El arranque del Gran Premio de Australia no fue el esperado para la ilusión argentina. En el icónico trazado de Albert Park, Franco Colapinto sufrió la falta de ritmo de su A526 y no ocultó su frustración tras finalizar las primeras sesiones libres lejos de los tiempos de vanguardia. Entre problemas de carga aerodinámica y un rendimiento que desconcierta al equipo Alpine, el pilarense busca respuestas urgentes para la clasificación.
La sonrisa habitual de Franco Colapinto quedó guardada bajo el casco este viernes en Melbourne. El pibe de 22 años, que llegaba con el envión de un estreno sólido en Baréin, se chocó de frente con la realidad de un monoplaza que parece haber perdido el rumbo en el asfalto australiano. Con un rostro que denotaba cansancio y desilusión, el argentino fue tajante: “Es una pregunta que por ahora no tiene respuestas. No entendemos la falta tan grande de performance comparado con los otros equipos”.
Un rendimiento que enciende las alarmas
En la primera tanda de entrenamientos (FP1), Colapinto logró ubicarse en la 16° posición con un tiempo de 1:23.325. Si bien pudo superar a su experimentado compañero de equipo, Pierre Gasly, la brecha de más de tres segundos respecto a la Ferrari de Charles Leclerc fue un golpe de realidad.

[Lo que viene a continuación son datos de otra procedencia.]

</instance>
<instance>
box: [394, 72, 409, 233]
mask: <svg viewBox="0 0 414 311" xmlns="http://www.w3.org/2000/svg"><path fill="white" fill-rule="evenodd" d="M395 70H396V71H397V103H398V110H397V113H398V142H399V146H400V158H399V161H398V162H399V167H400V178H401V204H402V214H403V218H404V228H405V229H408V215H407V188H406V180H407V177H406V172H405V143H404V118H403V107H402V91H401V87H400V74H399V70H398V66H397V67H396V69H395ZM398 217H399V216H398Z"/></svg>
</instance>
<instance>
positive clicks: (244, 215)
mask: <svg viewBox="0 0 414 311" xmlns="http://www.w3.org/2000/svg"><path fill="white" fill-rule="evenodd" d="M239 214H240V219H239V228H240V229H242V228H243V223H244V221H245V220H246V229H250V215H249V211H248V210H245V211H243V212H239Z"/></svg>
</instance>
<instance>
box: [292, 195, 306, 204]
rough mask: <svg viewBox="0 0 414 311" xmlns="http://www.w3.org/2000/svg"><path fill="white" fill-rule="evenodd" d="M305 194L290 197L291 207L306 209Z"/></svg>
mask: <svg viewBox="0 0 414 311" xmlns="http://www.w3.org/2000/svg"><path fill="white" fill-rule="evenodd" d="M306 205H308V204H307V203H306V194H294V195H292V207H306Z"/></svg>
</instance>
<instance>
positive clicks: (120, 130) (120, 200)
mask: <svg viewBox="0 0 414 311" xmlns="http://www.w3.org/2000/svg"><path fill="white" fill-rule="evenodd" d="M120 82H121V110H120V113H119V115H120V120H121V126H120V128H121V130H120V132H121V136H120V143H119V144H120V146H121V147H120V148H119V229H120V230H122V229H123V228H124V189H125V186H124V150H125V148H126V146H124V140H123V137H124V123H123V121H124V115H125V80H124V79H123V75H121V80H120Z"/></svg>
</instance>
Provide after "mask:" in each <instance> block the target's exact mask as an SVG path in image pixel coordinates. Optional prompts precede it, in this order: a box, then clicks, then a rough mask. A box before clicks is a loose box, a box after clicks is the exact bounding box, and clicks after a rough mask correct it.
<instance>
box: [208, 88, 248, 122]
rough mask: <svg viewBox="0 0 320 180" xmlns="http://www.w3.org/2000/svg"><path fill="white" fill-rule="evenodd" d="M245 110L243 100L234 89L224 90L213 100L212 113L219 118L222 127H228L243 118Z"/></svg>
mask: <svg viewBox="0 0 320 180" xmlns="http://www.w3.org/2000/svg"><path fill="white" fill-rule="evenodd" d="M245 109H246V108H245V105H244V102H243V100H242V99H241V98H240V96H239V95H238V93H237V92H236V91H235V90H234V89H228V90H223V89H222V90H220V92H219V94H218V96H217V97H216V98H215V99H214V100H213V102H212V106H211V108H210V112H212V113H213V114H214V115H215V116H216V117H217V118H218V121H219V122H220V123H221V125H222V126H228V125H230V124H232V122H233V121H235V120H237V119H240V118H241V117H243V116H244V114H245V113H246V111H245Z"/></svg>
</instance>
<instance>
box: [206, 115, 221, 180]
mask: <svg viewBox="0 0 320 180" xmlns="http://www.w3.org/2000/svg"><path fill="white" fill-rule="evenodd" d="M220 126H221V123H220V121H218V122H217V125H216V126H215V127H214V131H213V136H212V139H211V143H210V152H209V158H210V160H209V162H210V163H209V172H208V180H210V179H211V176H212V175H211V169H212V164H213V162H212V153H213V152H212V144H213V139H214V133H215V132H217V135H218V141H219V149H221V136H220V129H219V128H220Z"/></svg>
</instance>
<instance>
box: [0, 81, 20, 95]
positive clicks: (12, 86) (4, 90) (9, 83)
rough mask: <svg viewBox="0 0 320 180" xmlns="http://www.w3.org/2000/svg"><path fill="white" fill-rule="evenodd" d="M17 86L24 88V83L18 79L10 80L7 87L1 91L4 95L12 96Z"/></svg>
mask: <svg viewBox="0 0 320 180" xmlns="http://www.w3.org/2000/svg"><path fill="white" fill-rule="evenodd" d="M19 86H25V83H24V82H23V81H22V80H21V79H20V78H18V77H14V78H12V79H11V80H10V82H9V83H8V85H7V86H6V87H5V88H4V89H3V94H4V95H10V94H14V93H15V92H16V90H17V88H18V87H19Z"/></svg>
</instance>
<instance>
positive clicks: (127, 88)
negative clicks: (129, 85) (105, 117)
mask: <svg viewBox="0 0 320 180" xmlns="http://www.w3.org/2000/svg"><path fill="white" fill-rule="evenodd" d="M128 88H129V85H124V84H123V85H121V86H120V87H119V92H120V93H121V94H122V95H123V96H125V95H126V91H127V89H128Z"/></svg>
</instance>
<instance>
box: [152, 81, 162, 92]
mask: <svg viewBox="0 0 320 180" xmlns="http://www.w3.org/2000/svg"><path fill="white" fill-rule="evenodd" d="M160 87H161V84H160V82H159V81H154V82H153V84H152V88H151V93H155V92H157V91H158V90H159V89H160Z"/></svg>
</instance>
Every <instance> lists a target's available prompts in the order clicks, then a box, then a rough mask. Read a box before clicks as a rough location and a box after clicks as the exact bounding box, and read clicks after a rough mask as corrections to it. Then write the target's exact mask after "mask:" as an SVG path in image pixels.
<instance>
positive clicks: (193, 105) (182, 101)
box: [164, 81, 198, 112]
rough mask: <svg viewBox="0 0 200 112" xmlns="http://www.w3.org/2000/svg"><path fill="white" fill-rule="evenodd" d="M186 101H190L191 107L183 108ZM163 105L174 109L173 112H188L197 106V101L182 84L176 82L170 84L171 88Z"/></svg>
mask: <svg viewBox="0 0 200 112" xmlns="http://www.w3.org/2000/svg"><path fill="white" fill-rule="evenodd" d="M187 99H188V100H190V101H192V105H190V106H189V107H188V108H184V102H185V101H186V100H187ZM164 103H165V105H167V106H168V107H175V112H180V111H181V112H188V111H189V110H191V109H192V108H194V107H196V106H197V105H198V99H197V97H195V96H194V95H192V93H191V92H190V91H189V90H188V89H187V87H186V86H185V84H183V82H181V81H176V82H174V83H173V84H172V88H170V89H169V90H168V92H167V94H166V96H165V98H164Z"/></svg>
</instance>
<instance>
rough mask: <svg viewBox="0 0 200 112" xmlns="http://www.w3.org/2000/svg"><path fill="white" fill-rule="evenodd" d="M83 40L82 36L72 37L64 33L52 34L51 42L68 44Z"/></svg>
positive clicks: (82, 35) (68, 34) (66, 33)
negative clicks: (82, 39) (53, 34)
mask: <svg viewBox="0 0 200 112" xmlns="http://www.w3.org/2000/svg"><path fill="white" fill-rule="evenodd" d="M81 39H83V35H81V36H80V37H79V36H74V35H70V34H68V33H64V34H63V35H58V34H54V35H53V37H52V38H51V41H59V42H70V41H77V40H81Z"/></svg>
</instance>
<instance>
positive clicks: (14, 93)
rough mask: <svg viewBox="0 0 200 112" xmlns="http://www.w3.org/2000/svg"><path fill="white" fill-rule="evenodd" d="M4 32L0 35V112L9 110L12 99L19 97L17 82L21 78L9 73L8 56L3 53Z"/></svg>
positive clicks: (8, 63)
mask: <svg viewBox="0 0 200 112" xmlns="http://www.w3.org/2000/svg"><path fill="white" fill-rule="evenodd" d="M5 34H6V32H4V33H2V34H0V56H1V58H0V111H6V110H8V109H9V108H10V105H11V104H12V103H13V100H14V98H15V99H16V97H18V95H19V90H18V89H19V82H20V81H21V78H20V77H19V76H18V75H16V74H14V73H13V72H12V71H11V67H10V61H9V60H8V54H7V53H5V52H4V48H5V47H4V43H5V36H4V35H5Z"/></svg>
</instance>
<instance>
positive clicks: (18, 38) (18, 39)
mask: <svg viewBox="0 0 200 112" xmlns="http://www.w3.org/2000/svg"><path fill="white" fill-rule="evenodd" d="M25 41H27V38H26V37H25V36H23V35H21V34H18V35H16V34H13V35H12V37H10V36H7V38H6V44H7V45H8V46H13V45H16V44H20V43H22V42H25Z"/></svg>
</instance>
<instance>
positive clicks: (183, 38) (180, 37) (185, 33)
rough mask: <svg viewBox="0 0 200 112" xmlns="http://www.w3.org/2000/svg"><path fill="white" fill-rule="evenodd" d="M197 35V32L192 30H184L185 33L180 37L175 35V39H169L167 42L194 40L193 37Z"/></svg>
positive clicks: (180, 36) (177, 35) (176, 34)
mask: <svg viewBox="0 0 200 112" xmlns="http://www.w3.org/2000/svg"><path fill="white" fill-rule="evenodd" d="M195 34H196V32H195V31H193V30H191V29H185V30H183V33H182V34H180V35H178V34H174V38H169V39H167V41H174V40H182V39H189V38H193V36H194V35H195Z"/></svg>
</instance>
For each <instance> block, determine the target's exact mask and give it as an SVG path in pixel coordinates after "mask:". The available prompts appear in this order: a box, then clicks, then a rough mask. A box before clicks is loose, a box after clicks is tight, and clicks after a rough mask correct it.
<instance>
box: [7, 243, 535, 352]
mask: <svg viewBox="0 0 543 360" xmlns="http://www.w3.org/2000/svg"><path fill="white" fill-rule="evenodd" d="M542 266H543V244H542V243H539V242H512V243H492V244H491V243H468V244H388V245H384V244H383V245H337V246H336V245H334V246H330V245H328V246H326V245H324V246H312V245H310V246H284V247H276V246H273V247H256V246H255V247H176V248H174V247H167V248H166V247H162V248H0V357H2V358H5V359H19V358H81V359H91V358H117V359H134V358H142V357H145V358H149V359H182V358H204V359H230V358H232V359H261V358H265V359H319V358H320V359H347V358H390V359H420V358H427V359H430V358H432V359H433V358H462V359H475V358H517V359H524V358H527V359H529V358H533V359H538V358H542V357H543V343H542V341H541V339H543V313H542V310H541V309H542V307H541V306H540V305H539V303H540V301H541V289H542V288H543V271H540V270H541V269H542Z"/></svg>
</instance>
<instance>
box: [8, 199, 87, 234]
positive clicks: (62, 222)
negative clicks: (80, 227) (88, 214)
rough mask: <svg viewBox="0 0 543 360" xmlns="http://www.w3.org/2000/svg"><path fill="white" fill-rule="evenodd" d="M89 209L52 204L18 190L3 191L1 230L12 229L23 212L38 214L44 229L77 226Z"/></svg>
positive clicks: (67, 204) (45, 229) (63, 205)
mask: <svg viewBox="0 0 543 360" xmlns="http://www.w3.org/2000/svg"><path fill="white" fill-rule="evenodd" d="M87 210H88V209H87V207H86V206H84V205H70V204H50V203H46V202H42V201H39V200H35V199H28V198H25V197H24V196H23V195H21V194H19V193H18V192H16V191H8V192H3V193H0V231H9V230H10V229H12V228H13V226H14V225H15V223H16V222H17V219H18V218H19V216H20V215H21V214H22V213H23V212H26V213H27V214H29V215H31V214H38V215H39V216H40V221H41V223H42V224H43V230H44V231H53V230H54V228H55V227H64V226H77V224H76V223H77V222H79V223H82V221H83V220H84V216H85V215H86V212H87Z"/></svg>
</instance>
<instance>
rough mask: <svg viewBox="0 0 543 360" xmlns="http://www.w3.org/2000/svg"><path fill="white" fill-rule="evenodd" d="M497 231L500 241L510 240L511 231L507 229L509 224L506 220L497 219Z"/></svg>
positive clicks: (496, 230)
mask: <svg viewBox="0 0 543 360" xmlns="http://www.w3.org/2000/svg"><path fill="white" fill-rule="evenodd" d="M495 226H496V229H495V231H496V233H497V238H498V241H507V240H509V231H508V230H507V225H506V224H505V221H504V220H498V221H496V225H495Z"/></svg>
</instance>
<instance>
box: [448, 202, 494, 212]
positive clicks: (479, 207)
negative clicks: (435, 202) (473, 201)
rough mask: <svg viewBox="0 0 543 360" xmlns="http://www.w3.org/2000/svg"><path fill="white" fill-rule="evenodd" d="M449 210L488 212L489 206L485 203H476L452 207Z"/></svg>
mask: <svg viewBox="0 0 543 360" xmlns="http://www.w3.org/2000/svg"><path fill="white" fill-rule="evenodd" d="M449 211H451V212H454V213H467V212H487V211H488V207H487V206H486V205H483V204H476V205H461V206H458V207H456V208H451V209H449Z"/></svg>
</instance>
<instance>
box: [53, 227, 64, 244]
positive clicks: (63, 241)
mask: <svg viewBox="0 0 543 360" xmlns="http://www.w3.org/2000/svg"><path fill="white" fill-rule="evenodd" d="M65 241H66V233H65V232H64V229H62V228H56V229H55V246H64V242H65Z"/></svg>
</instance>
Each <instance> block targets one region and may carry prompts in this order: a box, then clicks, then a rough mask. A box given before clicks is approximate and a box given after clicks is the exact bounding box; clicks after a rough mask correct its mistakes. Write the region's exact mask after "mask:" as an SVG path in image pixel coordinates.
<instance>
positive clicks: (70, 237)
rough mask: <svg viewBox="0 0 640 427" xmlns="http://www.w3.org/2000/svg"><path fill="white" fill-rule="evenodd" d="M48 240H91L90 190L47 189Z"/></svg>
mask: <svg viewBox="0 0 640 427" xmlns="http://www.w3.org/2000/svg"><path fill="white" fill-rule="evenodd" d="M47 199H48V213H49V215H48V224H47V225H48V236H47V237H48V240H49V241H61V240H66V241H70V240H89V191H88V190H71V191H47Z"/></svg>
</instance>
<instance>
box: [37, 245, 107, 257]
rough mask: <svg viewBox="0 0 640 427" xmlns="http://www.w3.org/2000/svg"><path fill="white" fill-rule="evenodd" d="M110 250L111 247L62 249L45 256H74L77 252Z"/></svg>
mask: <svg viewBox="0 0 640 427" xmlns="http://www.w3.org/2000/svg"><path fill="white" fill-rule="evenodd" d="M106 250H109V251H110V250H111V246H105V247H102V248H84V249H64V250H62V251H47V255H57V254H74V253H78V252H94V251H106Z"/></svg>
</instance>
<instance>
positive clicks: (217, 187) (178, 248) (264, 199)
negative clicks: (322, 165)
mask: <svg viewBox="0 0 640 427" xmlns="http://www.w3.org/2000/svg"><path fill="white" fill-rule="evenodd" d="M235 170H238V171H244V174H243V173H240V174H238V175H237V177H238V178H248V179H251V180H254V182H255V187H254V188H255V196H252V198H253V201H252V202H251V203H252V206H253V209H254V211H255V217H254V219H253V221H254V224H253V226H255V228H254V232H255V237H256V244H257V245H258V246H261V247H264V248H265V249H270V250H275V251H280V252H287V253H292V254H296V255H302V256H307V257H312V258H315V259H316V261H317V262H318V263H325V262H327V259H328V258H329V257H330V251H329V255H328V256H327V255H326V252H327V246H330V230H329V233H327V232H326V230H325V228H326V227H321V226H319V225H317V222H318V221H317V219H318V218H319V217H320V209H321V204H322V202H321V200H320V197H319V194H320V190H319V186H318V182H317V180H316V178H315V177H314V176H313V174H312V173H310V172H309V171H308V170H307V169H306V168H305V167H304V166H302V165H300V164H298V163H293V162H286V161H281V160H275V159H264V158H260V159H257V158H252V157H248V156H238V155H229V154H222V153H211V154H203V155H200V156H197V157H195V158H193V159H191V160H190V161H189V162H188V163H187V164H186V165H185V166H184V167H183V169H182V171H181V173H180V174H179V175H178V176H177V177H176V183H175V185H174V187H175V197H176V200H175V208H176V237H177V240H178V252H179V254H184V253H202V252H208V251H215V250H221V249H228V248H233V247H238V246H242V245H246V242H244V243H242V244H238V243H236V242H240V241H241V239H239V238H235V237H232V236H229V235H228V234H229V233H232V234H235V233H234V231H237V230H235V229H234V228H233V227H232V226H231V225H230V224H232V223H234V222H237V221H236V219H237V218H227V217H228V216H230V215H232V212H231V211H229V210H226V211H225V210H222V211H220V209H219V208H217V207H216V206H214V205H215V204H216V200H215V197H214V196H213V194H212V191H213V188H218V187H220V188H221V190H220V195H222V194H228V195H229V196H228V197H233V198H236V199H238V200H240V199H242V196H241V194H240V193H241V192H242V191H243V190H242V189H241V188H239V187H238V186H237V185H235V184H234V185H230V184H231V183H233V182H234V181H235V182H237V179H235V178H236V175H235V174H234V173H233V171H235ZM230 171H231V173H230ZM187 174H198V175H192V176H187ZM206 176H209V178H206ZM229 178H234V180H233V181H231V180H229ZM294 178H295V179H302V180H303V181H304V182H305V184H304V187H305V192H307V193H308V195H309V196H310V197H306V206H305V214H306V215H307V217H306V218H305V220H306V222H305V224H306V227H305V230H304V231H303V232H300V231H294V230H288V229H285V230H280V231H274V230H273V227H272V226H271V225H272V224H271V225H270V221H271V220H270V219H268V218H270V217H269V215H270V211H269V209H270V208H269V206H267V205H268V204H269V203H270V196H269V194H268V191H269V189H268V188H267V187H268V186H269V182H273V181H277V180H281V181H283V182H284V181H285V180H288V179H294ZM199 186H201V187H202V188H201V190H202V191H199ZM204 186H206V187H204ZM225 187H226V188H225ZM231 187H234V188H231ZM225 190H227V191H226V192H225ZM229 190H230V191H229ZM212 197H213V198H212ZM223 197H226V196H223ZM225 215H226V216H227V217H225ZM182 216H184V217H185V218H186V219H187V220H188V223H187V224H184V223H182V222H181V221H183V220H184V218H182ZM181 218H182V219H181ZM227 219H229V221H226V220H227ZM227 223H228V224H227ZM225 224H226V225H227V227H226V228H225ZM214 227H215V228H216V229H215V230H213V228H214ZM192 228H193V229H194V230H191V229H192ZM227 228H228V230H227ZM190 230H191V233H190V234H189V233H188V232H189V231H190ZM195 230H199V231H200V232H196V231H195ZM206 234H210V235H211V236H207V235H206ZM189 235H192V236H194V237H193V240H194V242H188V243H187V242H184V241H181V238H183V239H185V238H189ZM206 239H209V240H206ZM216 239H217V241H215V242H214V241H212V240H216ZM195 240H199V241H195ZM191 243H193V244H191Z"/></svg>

La situación no mejoró en la FP2. Aunque los tiempos bajaron, el Alpine del argentino quedó estancado en el 18° lugar (1:22.619). El análisis del GPS fue lapidario: “En las curvas vamos muy lentos, no tenemos el grip ni la carga”, sentenció Franco, evidenciando que el nuevo reglamento y las configuraciones de la escudería francesa no están entregando los resultados previstos en un circuito tan técnico como el de Albert Park.
El misterio del A526
No es solo Franco quien sufre. Pierre Gasly también tuvo un viernes para el olvido, teniendo que detener su auto 20 minutos antes del final de la segunda sesión por precaución. El equipo con sede en Enstone parece haber dado un paso atrás respecto a los tests de pretemporada y la primera fecha del calendario.
Para el piloto bonaerense, el desafío ahora es doble: físico y mecánico. Tras disipar dudas sobre una molestia en la vista post-entrenamiento, el joven talento ya trabaja junto a sus ingenieros para “dar un saltito” antes de la clasificación. “Hay mucho que analizar y esperamos encontrar mejoras durante la noche”, vaticinó con la esperanza de quien sabe que en la Fórmula 1, un ajuste a tiempo puede cambiarlo todo.